The duo’s foot-stomping rhythms, electrifying harmonies, and open-road sensibilities helped define their sound. When the 2020 pandemic halted live music livelihoods, Kirslis turned to carpentry and DeMarcus found a deeper, less pressured relationship with music. They also renovated an abandoned 1800s farmhouse and moved in this summer; that home and land will be the location of the seventh annual Cicada Rhythm farm show, which will also serve as a release show for their upcoming album.

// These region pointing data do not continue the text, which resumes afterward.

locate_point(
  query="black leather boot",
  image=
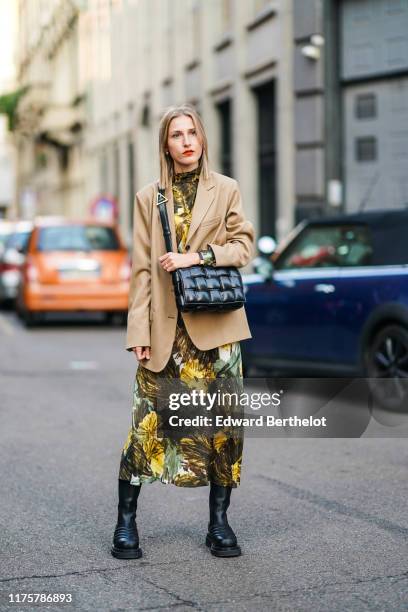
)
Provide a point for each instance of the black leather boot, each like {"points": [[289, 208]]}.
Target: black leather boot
{"points": [[126, 538], [220, 537]]}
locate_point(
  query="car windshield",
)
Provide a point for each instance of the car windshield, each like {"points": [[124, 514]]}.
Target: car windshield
{"points": [[78, 238], [18, 240], [328, 246]]}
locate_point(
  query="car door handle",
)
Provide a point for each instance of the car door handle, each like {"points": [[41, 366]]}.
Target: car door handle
{"points": [[325, 288]]}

After years focused on carpentry and other projects, Kirslis and DeMarcus assembled a back catalog of unreleased music that became Magic State, a 12-track record that retains their signature sound while exploring a more nebulous, questioning territory. "The album is about questioning truths you once thought were concrete," DeMarcus says. The record opens with "Oranges and Cream," an intimate love song by DeMarcus, and includes "Quick Buck," inspired by Kirslis’ scrapping hobby and a trip to Athens Recycling.
Magic State was recorded over a five-day period at Colin Agnew’s home studio in Madison and is being released independently. The album art was created by Flournoy Holmes. "Music became more of an outlet," DeMarcus says of the post-pandemic approach to performing and recording, and the new record reflects life in transition and the possibilities of change.